Say a program wants to open a file and read it.
Say this `file' is really a directory.  The
program reads it, finds the file contains what it
considers garbage, and tells the hapless user
that the file doesn't make sense.  A more useful
error message would tell the user that the object
was a directory, not a file.

Now what is a program to do?  Always do an fstat
on a file and see what it is whenever it finds
nonsense?  Ha!

What if:

    If the O_FILE_TYPE flag to open(2) is set, the
next argument is a bitmask of the allowed file
types that the file may be.  If it is not one of
these types, the open will fail.  The bits in
the bitmask are numbered starting with the least
significant as 0, each bit corresponding to a
value in the S_IFMT field of the st_mode word
(taken as if it were declared as a bit field).

Programs could easily be upgraded to insist on
files when they want files, opendir(3) could
insist that what it is opening is a directory, etc.

--dave yost

guy@sun.uucp (Guy Harris) (10/17/85)

> Programs could easily be upgraded to insist on
> files when they want files, opendir(3) could
> insist that what it is opening is a directory, etc.

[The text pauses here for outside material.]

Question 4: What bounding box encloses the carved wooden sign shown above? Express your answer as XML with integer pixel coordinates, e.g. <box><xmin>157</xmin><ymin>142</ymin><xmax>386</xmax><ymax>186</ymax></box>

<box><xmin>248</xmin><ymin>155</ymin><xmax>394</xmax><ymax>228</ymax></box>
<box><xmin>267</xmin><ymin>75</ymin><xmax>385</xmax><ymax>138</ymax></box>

Easily?  Do tell.  There are tons of programs out there that use "open".
Care to go change them all?

They could just as easily be changed to do an "fstat" and check the file
type.  Alternatively, you could add a library routine to do the checking.
There is certainly no need to add more features to the raw system call.

	Guy Harris

gwyn@brl-tgr.ARPA (Doug Gwyn <gwyn>) (10/19/85)

More importantly, the kernel cannot reasonably perform
all the validity checking on files that applications
might require, so each such application needs to do this
anyway.

If I found out that some system utility program refused
to work on ptys or other non-ordinary files for no good
reason other than attempting to "protect" the naive user,
I would be quite upset and would probably rip out the
silly restriction.

boyd@basser.oz (Boyd Roberts) (10/19/85)

It really must be head-through-the-terminal time.  Features, you want
features!  I want coherence, clean design and clarity of implementation.
I just can't believe the attitude of "I need this dubious feature because
I couldn't code up a solution without it".

But, anyway, if you want this crap, why not write it in user-mode.  That's
why we use C.  That's why we have functions.  You can poison your own domain,
but leave the rest of the place free from such pestilence.

When I see news items containing such puerile and infantile suggestions,
my first reaction is to put an axe through my terminal, find another one,
``su'' and ``rm -fr /usr/spool/news''.

I guess you could say I feel strongly about this.